Hong Kong’s Hang Seng Tech index lost as much as 2.7 per cent in morning trading. Travel booking website Trip.com led losses, falling as much as 11.3 per cent after earnings released on Thursday revealed it had swung to a loss in the last quarter.

Chinese online healthcare platform JD Health dropped as much as 7.5 per cent, while video website Bilibili and ecommerce group Alibaba’s Hong Kong-listed shares shed as much as 5.8 per cent and 4 per cent, respectively.

Friday’s losses took the Hang Seng Tech index down more than 7 per cent since markets opened on Monday, erasing gains last week after China’s central bank unleashed $188bn of liquidity into the financial system.

The index has dropped more than 30 per cent in the past year as a result of a regulatory crackdown that has hit tech companies including Alibaba, ride-hailing leader Didi Chuxing and internet group Tencent.
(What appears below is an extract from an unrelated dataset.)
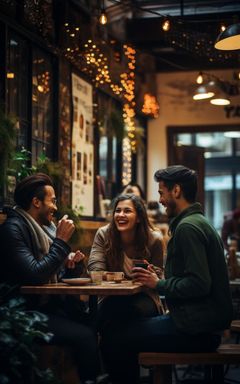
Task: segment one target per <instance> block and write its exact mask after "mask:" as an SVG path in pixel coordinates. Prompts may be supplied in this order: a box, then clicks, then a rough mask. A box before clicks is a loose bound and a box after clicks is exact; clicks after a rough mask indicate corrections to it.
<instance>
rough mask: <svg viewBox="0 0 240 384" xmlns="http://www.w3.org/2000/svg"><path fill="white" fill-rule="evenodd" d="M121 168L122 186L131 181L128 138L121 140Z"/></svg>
mask: <svg viewBox="0 0 240 384" xmlns="http://www.w3.org/2000/svg"><path fill="white" fill-rule="evenodd" d="M122 149H123V167H122V184H123V185H126V184H128V183H130V181H131V179H132V156H131V143H130V140H129V138H128V137H125V138H124V139H123V143H122Z"/></svg>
The pressure on tech companies comes as China’s president Xi Jinping pushes a “common prosperity” campaign designed to redistribute wealth and regulate high incomes.

Markets in Asia-Pacific joined a global decline for the tech sector that began in the US on Thursday, following the Federal Reserve’s decision to accelerate the pace at which it will raise interest rates. Tech stocks are particularly sensitive to interest rates, as their value is based on the prospect of future growth, which is diminished by higher borrowing costs.

The selling spread across Asia on Friday, with share price losses for Japanese companies Fujitsu and SoftBank Group and steep declines for some mainland-listed Chinese tech companies.

Washington has placed a large number of Chinese companies on investment and export blacklists this month for alleged involvement in Beijing’s human rights abuses.

“The Wall Street tech retreat overnight has had a similar effect on Asian markets with similar weightings, with the US addition of another swath of Chinese companies to their ‘entity list’ also weighing on sentiment,” said Jeffrey Halley, senior market analyst for Asia-Pacific at OANDA, in a note.

Laggards in the US on Thursday included chipmakers Nvidia and Advanced Micro Devices, two of the best-performing large-cap Wall Street equities this year, which fell 6.8 per cent and 5.4 per cent, respectively. Tesla, Adobe and Qualcomm also came under pressure, shedding 5 per cent, 10.2 per cent and 5.9 per cent, respectively.

On Thursday, Washington revealed a list of 37 companies and institutions it would add to its “entity list”, which bars US companies from exporting technology and products that originated in America to them. Most of the entities were Chinese.

That followed news on Wednesday that the US was adding eight Chinese companies — including dronemaker DJI and image recognition software company Megvii — to its investment blacklist for their role in alleged human rights abuses in Xinjiang.